ZnO/ZnS–PdS core/shell nanorods: Synthesis, characterization and application for photocatalytic hydrogen production from a glycerol/water solution

Abstract

The composite photocatalysts comprised of ZnO nanorods core and ZnS–PdS heterostructural shell layer with different PdS/ZnS molar ratios were prepared via the combination of a low-temperature hydrothermal growth and cation exchange technique. The SEM and TEM results reveal that the ZnO nanorods, with the diameters of about 150nm and the lengths of ranging from a few hundred nanometers to several micrometers, were coated by a layer of ZnS and PdS composite shell mainly consisting of nanocrystal in size of 5–8nm. The molar ratios of PdS/ZnS in shell layer strongly affect the morphology, distribution of components, photo absorption and photocatalytic activity of the ZnO/ZnS–PdS core/shell nanorods.

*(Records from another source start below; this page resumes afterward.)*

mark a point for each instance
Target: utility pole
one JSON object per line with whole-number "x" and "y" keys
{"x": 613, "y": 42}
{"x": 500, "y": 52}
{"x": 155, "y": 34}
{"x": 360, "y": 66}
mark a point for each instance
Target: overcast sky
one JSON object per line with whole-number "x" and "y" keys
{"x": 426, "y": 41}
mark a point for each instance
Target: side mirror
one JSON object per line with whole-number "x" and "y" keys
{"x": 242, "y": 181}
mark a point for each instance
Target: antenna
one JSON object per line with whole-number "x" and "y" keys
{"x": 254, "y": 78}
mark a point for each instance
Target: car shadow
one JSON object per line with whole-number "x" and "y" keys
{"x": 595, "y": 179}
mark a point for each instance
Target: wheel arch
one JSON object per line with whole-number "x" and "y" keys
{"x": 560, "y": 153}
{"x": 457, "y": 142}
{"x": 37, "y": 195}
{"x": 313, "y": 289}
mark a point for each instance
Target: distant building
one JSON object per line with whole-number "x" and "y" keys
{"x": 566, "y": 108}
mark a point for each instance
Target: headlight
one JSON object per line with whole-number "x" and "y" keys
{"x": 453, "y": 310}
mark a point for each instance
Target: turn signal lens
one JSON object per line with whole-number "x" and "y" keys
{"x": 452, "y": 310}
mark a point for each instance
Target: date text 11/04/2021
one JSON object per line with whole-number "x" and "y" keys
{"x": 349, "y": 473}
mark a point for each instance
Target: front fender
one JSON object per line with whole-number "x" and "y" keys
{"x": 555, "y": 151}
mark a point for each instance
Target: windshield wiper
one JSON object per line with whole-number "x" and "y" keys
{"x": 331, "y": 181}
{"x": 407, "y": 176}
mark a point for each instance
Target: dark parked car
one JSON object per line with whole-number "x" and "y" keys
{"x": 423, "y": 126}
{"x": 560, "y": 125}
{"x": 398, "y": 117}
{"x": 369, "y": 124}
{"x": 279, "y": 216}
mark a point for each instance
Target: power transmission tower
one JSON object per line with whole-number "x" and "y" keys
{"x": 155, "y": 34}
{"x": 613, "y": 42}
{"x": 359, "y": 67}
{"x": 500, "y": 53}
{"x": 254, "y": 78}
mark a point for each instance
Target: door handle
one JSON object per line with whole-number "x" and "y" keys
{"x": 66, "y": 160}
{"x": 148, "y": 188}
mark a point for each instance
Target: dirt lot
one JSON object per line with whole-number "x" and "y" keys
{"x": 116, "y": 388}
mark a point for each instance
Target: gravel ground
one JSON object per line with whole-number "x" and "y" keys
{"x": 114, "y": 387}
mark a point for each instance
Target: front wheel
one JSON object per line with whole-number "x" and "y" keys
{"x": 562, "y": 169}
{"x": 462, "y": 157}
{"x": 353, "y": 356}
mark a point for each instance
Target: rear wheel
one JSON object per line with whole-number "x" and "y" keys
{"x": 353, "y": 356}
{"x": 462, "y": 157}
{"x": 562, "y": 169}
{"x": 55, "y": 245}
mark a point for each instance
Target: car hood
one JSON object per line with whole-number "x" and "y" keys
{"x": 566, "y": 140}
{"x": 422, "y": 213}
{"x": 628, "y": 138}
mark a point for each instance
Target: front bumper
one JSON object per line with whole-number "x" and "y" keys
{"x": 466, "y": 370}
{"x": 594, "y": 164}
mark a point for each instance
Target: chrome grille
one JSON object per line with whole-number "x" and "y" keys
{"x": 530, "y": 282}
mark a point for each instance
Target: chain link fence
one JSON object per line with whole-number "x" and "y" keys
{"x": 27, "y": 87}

With coupling low band gap PdS, the ZnO/ZnS–PdS nanorods have a much higher light absorption capability than ZnO/ZnS. As a result, the as-prepared ZnO/ZnS–PdS nanocomposites exhibited much higher catalytic efficiency for the hydrogen production from glycerol aqueous solution. The superior photo absorption properties and photocatalytic performance of the ZnO/ZnS–PdS core/shell nanorods may be ascribed to the heterostructure, which enhanced the separation of photoinduced electron–hole pairs and improved the charge transfer ability and meanwhile, efficiently inhibited the recombination of photoinduced electron–hole pairs.